Homepage: https://www.usenix.org/conference/nsdi24
Paper list: https://www.usenix.org/conference/nsdi24/technical-sessions
- Resiliency at Scale: Managing Google’s TPUv4 Machine Learning Supercomputer [Paper]
- Experience in designing and operating the software infrastructure that allows TPUv4 supercomputers to operate at scale.

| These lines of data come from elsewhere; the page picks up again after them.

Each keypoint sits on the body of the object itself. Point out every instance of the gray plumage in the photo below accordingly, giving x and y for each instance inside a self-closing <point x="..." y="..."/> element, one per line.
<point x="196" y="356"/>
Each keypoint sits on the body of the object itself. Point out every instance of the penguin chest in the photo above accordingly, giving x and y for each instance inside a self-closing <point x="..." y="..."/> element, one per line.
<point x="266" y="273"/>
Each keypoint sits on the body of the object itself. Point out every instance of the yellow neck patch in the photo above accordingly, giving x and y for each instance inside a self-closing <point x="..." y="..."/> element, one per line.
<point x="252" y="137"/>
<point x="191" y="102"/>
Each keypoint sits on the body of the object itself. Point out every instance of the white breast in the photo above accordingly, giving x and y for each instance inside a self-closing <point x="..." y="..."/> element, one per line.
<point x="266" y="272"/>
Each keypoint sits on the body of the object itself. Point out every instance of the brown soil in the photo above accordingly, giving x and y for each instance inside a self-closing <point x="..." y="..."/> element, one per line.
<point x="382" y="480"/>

- Autothrottle: A Practical Bi-Level Approach to Resource Management for SLO-Targeted Microservices [Paper] [Slides] [Code]
- USTC & ETH & MSR
- Minimize CPU allocation of microservice applications while meeting SLO.
- Service-level (low overhead & fast reaction) vs. Application-level (global visibility)
- Captains (service-level): control based on throttle ratio target; collect data every 100ms, adjust allocation every 1s.
- Tower (application-level): determine the best throttle targets for Captains to achieve; online learning (contextual bandit algorithm); one step per minute, each step runs in ~100ms.
- CASSINI: Network-Aware Job Scheduling in Machine Learning Clusters [Paper]
- MIT & UT-Austin
- Consider the communication pattern of different jobs while placing them on network links.
- LLM characterization
- LLM training
- Can't Be Late: Optimizing Spot Instance Savings under Deadlines [Paper] [Trace]
- UC Berkeley
- Outstanding Paper
- Characterization (e.g., availability, pricing, duration) of three-month-long spot availability traces on AWS.
- Uniform Progress: a policy to make uniform progress towards the deadline, by distributing the job computation uniformly across the time.
- Parcae: Proactive, Liveput-Optimized DNN Training on Preemptible Instances [Paper] [Slides] [Code]
- CUHK & ByteDance & CMU & UCLA & Microsoft
- Proactively adjust the parallelization strategy of a DNN training job for future preemptions to maximize preemption-aware throughput (i.e., liveput).
- DISTMM: Accelerating Distributed Multimodal Model Training [Paper]
- Ohio State University & AWS
- Partition and parallelize the submodules of a multimodal model based on their modalities and redistribute the training data.
- Approximate Caching for Efficiently Serving Text-to-Image Diffusion Models [Paper] [Slides]
- Adobe Research & UIUC
- Approximate caching: reduce a certain number of denoising steps by reusing intermediate noise states created during a prior image generation.
- Accelerating Neural Recommendation Training with Embedding Scheduling [Paper] [Slides] [Code]
- HKUST
- Herald: an adaptive location-aware inputs allocator to determine where embeddings should be trained and an optimal communication plan generator to determine which embeddings should be synchronized.
- Solving Max-Min Fair Resource Allocations Quickly on Large Graphs [Paper] [Slides] [Code]
- Microsoft & USC & Rice
- Soroush: Single-Shot Max-Min Fair Allocator.
- Deployed on Microsoft WAN.
- Crescent: Emulating Heterogeneous Production Network at Scale [Paper] [Slides]
- ByteDance & Cornell
- Crescent: ByteDance’s network emulation platform for preventing change-induced network incidents.
- Harmonic: Hardware-assisted RDMA Performance Isolation for Public Clouds [Paper]
- UIUC & Duke & Microsoft
- Harmonic: microarchitecture-resource-aware RDMA performance isolation; including a programmable intelligent PCIe switch (prototyped with FPGA) and an RDMA-friendly rate limiter.
- Understanding Routable PCIe Performance for Composable Infrastructures [Paper]
- UW-Madison & ZJU
- rPCIeBench: a software-hardware co-designed benchmarking framework to systematically characterize the routable PCIe fabric.